Jako asystent, singiel, bez potomstwa itp. bedziesz placic wyzszy podatek, wiec za caly etat nie zarobisz wiecej niz 16, 17 tysiecy.
W przedszkolach potrzebni sa tez ludzie z wyksztalceniem wyzszym pedagogicznym jako pedagogisk leder, oni spotykaja sie z rodzicami, tworza plany dzialania, plany pracy i rozwoju dzieci, a potem oceny opisowe.
Zazwyczaj w przedszkolu potrzebna jest jedna taka soba. Jedna na cale przedszkole.

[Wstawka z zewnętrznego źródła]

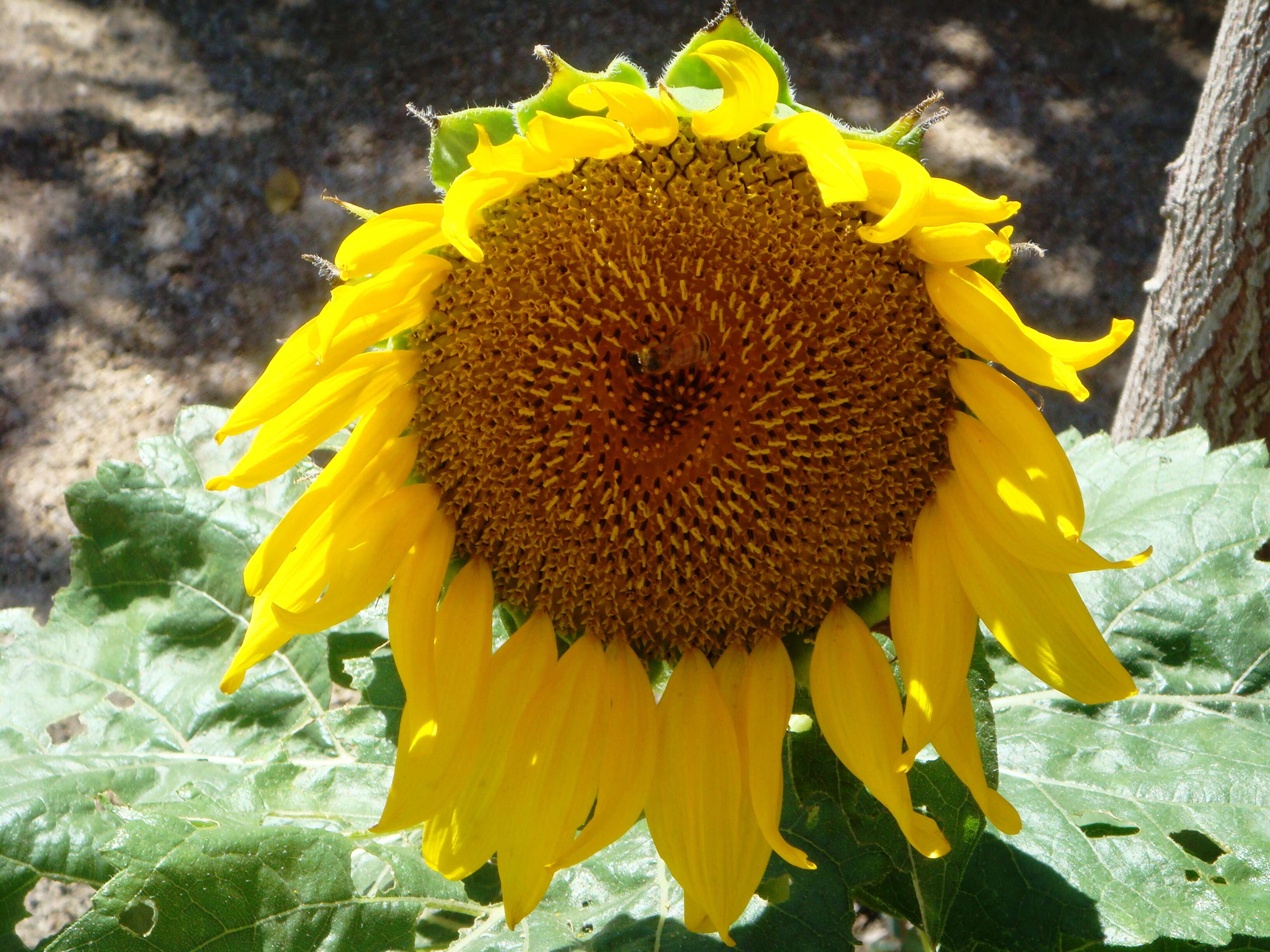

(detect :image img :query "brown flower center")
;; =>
[415,135,960,655]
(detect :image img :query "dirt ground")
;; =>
[0,0,1221,934]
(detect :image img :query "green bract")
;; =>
[0,408,1270,952]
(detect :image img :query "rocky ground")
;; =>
[0,0,1221,949]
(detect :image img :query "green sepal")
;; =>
[662,4,800,110]
[512,46,648,132]
[428,105,516,191]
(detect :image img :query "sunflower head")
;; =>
[210,10,1145,941]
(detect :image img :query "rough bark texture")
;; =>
[1111,0,1270,446]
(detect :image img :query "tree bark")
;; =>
[1111,0,1270,446]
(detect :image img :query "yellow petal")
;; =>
[847,142,931,245]
[270,484,441,632]
[905,222,1011,264]
[424,612,559,880]
[569,81,679,146]
[890,497,979,769]
[221,595,292,694]
[692,39,780,140]
[644,649,770,946]
[947,411,1151,574]
[551,641,656,870]
[524,112,635,161]
[498,635,605,928]
[938,473,1137,705]
[335,205,447,280]
[763,113,869,205]
[924,264,1090,400]
[740,639,815,870]
[917,178,1021,225]
[242,387,419,595]
[812,604,949,857]
[441,169,537,261]
[933,678,1024,836]
[467,124,573,178]
[372,511,455,833]
[207,350,422,490]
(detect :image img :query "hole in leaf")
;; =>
[1168,830,1231,866]
[44,713,88,744]
[119,899,156,938]
[1081,822,1140,839]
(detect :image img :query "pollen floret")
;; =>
[208,14,1149,944]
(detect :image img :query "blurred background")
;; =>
[0,0,1222,627]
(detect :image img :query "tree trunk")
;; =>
[1111,0,1270,446]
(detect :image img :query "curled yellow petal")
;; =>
[947,413,1151,574]
[441,169,536,261]
[498,635,605,927]
[551,641,656,870]
[644,649,771,946]
[938,472,1137,705]
[763,113,869,205]
[424,612,559,880]
[933,678,1024,836]
[905,222,1012,264]
[924,264,1090,400]
[242,387,419,595]
[692,39,780,140]
[890,497,979,769]
[740,639,815,870]
[847,142,931,245]
[812,603,949,857]
[569,81,679,146]
[917,178,1023,225]
[334,205,447,280]
[524,112,635,163]
[372,511,455,833]
[207,350,422,490]
[467,124,573,178]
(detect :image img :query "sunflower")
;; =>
[208,14,1149,944]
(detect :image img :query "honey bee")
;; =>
[631,325,710,376]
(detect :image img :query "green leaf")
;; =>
[512,46,648,132]
[428,105,516,191]
[662,8,798,109]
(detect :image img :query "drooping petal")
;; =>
[938,472,1137,705]
[947,411,1151,574]
[498,635,605,927]
[890,497,979,769]
[740,639,815,870]
[524,112,635,161]
[949,359,1084,532]
[207,350,423,490]
[812,603,949,857]
[569,81,679,146]
[933,679,1024,836]
[924,264,1090,400]
[441,169,536,261]
[242,387,419,595]
[692,39,780,140]
[270,485,441,632]
[551,641,656,870]
[917,178,1023,225]
[372,511,455,833]
[423,611,559,880]
[763,112,869,205]
[904,222,1012,264]
[334,207,449,280]
[467,124,573,178]
[847,142,931,245]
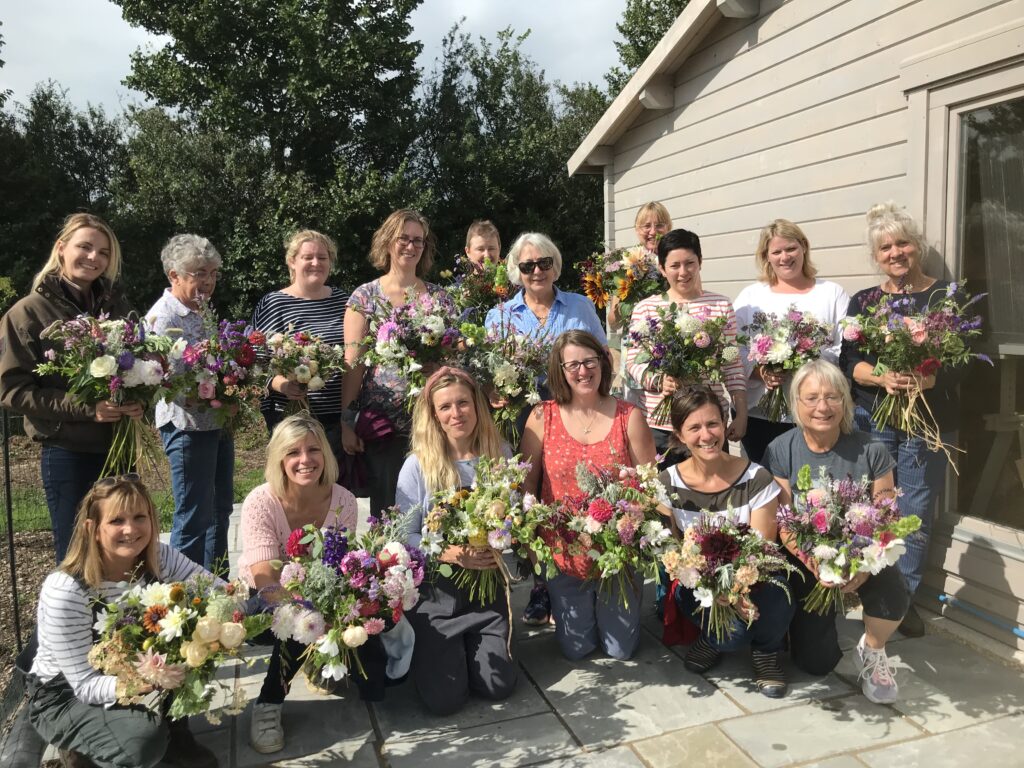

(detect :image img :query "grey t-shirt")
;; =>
[764,429,896,488]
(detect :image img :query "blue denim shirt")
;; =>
[483,288,608,346]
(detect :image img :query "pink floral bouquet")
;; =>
[526,462,672,606]
[778,464,921,614]
[36,314,173,477]
[630,304,739,423]
[843,283,991,456]
[662,512,796,642]
[740,304,836,421]
[89,577,270,722]
[362,291,462,408]
[265,327,345,411]
[270,508,426,680]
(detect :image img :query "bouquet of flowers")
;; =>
[662,512,796,642]
[441,255,515,315]
[421,456,531,605]
[266,326,345,411]
[778,464,921,614]
[630,304,739,423]
[36,314,173,477]
[362,289,462,407]
[577,246,662,325]
[740,304,836,421]
[165,306,266,426]
[270,507,426,680]
[459,323,550,442]
[843,283,991,456]
[525,462,672,605]
[89,575,270,723]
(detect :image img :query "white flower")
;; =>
[157,605,195,642]
[693,587,715,608]
[89,354,118,379]
[321,662,348,681]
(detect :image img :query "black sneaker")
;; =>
[899,605,925,637]
[522,584,551,627]
[161,718,219,768]
[683,635,722,675]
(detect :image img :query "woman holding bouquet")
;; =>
[146,234,234,573]
[28,475,217,768]
[734,219,850,462]
[765,359,909,703]
[0,213,142,562]
[522,331,655,659]
[395,366,517,715]
[341,209,450,520]
[842,203,966,637]
[239,414,361,755]
[626,229,746,454]
[253,229,348,448]
[658,385,794,698]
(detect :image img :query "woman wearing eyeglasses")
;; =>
[521,330,655,659]
[341,209,451,512]
[764,359,909,703]
[146,234,234,574]
[484,232,608,346]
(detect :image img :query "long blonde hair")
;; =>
[32,213,121,291]
[412,366,505,493]
[59,475,160,587]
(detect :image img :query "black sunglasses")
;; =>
[519,256,555,274]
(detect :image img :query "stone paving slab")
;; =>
[721,694,922,768]
[520,635,743,746]
[633,724,757,768]
[381,713,580,768]
[859,715,1024,768]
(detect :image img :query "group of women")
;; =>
[0,199,955,765]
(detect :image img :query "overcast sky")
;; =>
[0,0,626,114]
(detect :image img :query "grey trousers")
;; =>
[406,574,518,715]
[548,573,643,660]
[29,675,168,768]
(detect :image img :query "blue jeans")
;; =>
[39,445,106,563]
[674,584,797,653]
[160,423,234,574]
[854,406,952,596]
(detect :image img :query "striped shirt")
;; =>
[624,291,746,431]
[657,462,781,530]
[32,543,209,705]
[253,288,348,422]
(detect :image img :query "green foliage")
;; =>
[604,0,690,96]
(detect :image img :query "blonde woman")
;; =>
[239,414,358,755]
[28,474,217,768]
[0,213,142,562]
[395,367,517,715]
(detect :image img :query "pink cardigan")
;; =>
[239,482,358,588]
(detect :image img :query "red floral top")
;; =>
[541,400,636,579]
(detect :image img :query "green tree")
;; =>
[114,0,422,181]
[604,0,689,97]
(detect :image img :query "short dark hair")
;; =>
[657,229,703,266]
[548,330,612,406]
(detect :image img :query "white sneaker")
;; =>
[857,635,899,703]
[249,702,285,755]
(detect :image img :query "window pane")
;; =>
[957,98,1024,528]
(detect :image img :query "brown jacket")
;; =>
[0,274,129,454]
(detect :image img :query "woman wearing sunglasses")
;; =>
[521,331,655,659]
[484,232,608,346]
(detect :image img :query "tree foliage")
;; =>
[604,0,689,97]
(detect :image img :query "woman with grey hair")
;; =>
[764,358,909,703]
[146,234,234,575]
[484,232,608,347]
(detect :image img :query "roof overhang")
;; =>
[568,0,761,176]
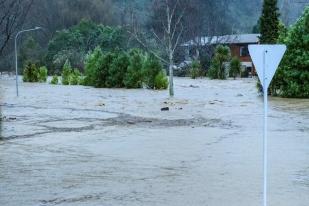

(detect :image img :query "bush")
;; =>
[50,75,59,84]
[61,60,73,85]
[46,20,127,72]
[82,48,167,89]
[23,62,39,82]
[106,52,129,88]
[84,47,103,86]
[62,60,82,85]
[123,49,145,89]
[23,62,48,82]
[38,66,48,82]
[230,57,241,79]
[270,6,309,98]
[189,61,202,79]
[143,55,163,89]
[153,70,168,90]
[69,69,81,85]
[94,52,116,88]
[208,45,231,79]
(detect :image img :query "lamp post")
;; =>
[15,27,42,96]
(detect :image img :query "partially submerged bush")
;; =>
[207,45,231,79]
[23,62,39,82]
[84,48,166,89]
[153,70,168,90]
[189,61,202,79]
[61,60,72,85]
[50,75,59,84]
[106,51,129,88]
[143,55,163,89]
[269,6,309,98]
[23,62,48,82]
[62,60,82,85]
[84,47,103,86]
[123,49,145,88]
[230,57,241,79]
[38,66,48,82]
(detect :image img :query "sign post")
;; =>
[249,44,286,206]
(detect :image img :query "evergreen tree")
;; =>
[260,0,280,44]
[272,6,309,98]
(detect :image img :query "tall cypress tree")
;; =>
[260,0,280,44]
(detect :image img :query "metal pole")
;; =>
[263,50,268,206]
[15,33,19,97]
[15,27,42,97]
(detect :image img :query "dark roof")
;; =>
[181,34,260,46]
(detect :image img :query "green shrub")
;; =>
[69,69,82,85]
[94,52,117,88]
[154,70,168,90]
[106,51,129,88]
[123,49,145,88]
[23,62,39,82]
[61,60,73,85]
[143,55,163,89]
[82,48,167,89]
[230,57,241,79]
[84,47,103,86]
[46,20,128,70]
[189,61,202,79]
[269,6,309,98]
[50,75,59,84]
[38,66,48,82]
[208,45,231,79]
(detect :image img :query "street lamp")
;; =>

Plan masz dobry, jako au pair mozesz nauczyc sie jezyka prawue za darmo. Rodzina musi oplacic 8000 wciagu roku, ale np. kurs intensywny, bardzo dobry - sama chodzilam i polecam, na folkeuniversitetet kosztuje okolo 5000 za jeden trinn trzytygodniowy.
Nie musisz chodzic na wszystkie po kolei. Ja bylam na trzech, przeskakiwalam sobie i potem poszlam na egzain.